Lo miré y luego al señor Christian, a quien despreciaba con todo mi corazón. Pero la verdad residía en mi alma. No deseaba regresar a Inglaterra y al destino que me aguardaba a manos del señor Lewis. Tampoco quería morir en el mar, que los peces se comieran mi cuerpo y mis huesos quedaran desparramados en el lecho marino. Si me quedaba en la
Bounty
, podría volver a la isla, al paraíso, quizá a una reconciliación con Kaikala. El señor Lewis jamás me encontraría. Llevaría una vida feliz. No era una elección difícil.
Me acerqué al señor Bligh, le estreché la mano y sonreí.
—Ha sido usted muy amable conmigo, señor —dije—. Y le estaré eternamente agradecido por ello.
Me pareció notar que se desinflaba un poco de tristeza mientras asentía con un gesto, pero aun así no retiró la mano de inmediato. Cuando lo hizo, me dio unas palmadas en el hombro y bajó al bote. Lo observé descender y luego me dirigí al señor Christian.

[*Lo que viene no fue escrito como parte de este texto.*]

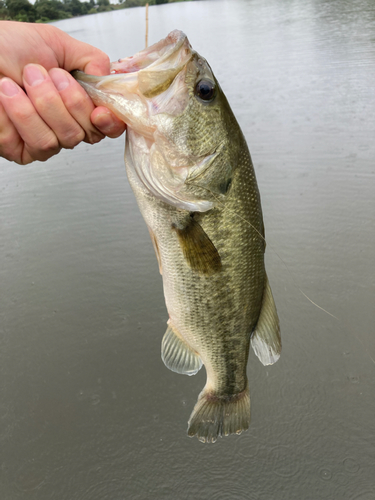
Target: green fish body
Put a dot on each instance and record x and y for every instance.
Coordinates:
(191, 172)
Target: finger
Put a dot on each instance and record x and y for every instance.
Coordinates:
(38, 142)
(77, 102)
(11, 144)
(107, 122)
(73, 54)
(49, 105)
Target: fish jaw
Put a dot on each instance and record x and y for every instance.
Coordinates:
(144, 85)
(147, 91)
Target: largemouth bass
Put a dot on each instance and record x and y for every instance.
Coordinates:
(191, 172)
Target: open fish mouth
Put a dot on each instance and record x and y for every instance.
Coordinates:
(147, 73)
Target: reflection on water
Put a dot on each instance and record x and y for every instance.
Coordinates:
(87, 409)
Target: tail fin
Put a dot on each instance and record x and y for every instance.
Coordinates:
(215, 416)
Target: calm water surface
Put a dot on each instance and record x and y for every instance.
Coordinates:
(87, 409)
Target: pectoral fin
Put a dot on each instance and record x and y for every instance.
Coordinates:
(266, 340)
(177, 355)
(199, 251)
(156, 248)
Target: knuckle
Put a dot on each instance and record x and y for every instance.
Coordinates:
(73, 138)
(48, 145)
(77, 101)
(94, 137)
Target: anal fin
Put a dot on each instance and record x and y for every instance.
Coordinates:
(266, 340)
(177, 355)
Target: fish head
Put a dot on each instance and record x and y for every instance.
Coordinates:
(179, 123)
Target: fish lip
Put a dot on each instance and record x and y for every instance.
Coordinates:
(146, 58)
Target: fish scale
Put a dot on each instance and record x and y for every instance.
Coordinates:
(195, 185)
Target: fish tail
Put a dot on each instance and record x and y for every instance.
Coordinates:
(215, 415)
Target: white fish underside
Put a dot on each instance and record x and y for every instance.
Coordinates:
(190, 169)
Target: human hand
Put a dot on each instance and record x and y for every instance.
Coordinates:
(42, 107)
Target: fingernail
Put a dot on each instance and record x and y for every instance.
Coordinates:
(59, 78)
(8, 87)
(104, 122)
(33, 75)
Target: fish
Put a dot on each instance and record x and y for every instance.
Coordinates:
(190, 169)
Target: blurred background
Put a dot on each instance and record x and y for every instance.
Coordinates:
(87, 409)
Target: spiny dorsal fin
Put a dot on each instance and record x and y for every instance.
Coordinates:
(177, 355)
(266, 340)
(199, 251)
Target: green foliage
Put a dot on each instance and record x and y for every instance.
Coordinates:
(44, 11)
(20, 10)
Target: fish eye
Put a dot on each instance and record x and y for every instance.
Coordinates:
(205, 90)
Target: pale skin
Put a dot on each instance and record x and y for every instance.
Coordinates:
(42, 108)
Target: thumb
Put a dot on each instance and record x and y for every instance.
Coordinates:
(73, 54)
(85, 57)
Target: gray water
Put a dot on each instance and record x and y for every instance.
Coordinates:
(87, 409)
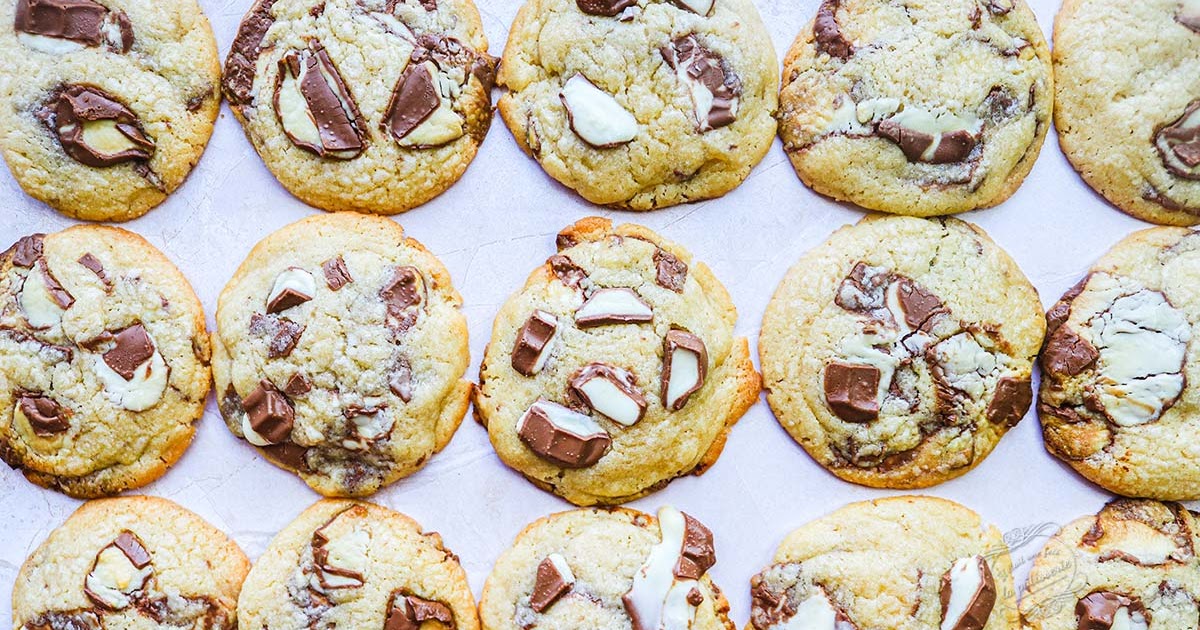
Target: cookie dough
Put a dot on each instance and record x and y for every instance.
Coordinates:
(899, 353)
(641, 103)
(904, 563)
(376, 106)
(1132, 567)
(1127, 94)
(106, 105)
(615, 369)
(607, 570)
(340, 353)
(136, 563)
(921, 109)
(1119, 401)
(103, 360)
(353, 564)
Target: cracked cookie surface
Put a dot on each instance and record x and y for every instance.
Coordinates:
(917, 108)
(905, 563)
(1117, 400)
(376, 106)
(615, 370)
(103, 360)
(899, 353)
(354, 564)
(111, 103)
(1127, 90)
(607, 570)
(1131, 567)
(131, 563)
(340, 353)
(641, 105)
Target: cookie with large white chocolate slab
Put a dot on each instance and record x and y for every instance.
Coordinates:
(1127, 101)
(106, 105)
(103, 360)
(354, 564)
(1132, 567)
(615, 370)
(641, 103)
(131, 563)
(340, 353)
(899, 352)
(1119, 400)
(904, 563)
(921, 109)
(607, 570)
(376, 106)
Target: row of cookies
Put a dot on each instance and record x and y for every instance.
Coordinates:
(904, 562)
(379, 106)
(897, 354)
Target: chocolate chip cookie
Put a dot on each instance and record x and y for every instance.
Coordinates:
(615, 370)
(376, 106)
(1126, 103)
(103, 360)
(106, 105)
(607, 569)
(353, 564)
(136, 562)
(903, 562)
(919, 109)
(899, 352)
(641, 103)
(340, 353)
(1117, 397)
(1132, 567)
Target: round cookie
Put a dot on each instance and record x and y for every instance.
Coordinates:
(103, 360)
(376, 106)
(899, 353)
(1131, 567)
(918, 109)
(340, 353)
(607, 570)
(1119, 399)
(1127, 89)
(641, 103)
(111, 103)
(354, 564)
(904, 563)
(615, 370)
(127, 563)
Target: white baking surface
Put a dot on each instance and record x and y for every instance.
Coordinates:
(491, 229)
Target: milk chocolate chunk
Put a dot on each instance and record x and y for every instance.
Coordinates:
(96, 130)
(532, 347)
(562, 436)
(133, 348)
(43, 414)
(316, 109)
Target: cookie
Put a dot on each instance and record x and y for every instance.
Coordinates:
(376, 106)
(899, 353)
(132, 562)
(641, 103)
(354, 564)
(111, 103)
(340, 353)
(607, 569)
(615, 369)
(103, 360)
(901, 562)
(1117, 399)
(1131, 567)
(1126, 102)
(922, 109)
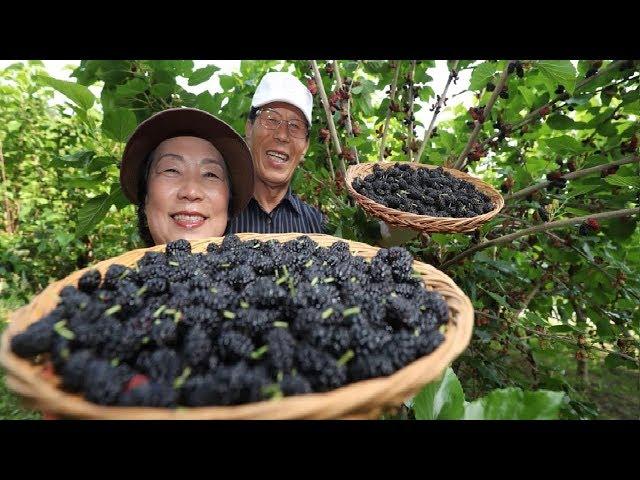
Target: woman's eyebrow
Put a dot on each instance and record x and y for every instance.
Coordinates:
(175, 155)
(213, 160)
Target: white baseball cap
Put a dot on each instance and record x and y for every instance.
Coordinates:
(283, 87)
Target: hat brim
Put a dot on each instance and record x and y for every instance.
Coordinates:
(179, 122)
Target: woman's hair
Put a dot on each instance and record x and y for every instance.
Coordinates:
(143, 225)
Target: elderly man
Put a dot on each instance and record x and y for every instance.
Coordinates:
(277, 132)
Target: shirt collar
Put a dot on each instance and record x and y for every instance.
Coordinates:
(293, 200)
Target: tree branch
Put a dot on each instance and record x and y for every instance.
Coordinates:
(7, 206)
(409, 143)
(392, 96)
(330, 162)
(336, 70)
(327, 111)
(557, 337)
(485, 114)
(563, 96)
(540, 228)
(427, 134)
(571, 176)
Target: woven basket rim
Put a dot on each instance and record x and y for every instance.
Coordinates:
(354, 399)
(372, 206)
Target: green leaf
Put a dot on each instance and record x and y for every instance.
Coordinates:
(13, 125)
(515, 404)
(227, 82)
(209, 103)
(95, 210)
(443, 400)
(621, 229)
(576, 211)
(633, 108)
(607, 129)
(612, 361)
(622, 181)
(119, 123)
(448, 140)
(161, 90)
(132, 88)
(78, 159)
(527, 95)
(98, 163)
(117, 197)
(562, 122)
(561, 328)
(501, 300)
(202, 74)
(78, 94)
(564, 144)
(481, 75)
(561, 72)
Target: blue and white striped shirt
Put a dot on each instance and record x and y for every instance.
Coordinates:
(290, 215)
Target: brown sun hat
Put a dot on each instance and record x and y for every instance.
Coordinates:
(178, 122)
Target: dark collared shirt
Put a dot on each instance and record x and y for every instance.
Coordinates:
(290, 215)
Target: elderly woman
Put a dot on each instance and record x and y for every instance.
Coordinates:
(188, 172)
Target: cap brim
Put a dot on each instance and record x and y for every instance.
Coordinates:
(179, 122)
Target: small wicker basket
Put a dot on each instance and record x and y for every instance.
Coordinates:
(423, 223)
(364, 399)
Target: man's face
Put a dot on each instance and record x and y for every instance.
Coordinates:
(187, 191)
(276, 153)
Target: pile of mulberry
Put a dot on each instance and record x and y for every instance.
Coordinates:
(246, 321)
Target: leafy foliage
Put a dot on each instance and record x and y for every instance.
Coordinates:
(547, 303)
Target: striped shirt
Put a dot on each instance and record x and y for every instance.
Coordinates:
(290, 215)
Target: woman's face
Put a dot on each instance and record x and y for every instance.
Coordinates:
(187, 191)
(276, 153)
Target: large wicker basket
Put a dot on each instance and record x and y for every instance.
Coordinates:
(423, 223)
(364, 399)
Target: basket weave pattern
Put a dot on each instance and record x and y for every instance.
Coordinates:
(423, 223)
(364, 399)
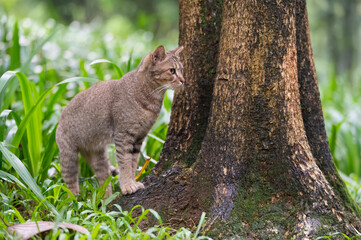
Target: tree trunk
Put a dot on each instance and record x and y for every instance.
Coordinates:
(246, 142)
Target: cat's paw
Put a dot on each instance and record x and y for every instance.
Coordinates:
(131, 187)
(114, 171)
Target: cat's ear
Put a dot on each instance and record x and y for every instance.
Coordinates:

—Ésta ha sido una experiencia de lo más inesperada —dije con una sonrisa antes de mirar a Heywood, cobrar impulso y propinarle un puñetazo tan fuerte en la mandíbula que el perro cayó hacia atrás y quedó despatarrado en cubierta, aturdido.
Los hombres y el señor Christian se quedaron mirándolo y luego me contemplaron, atónitos.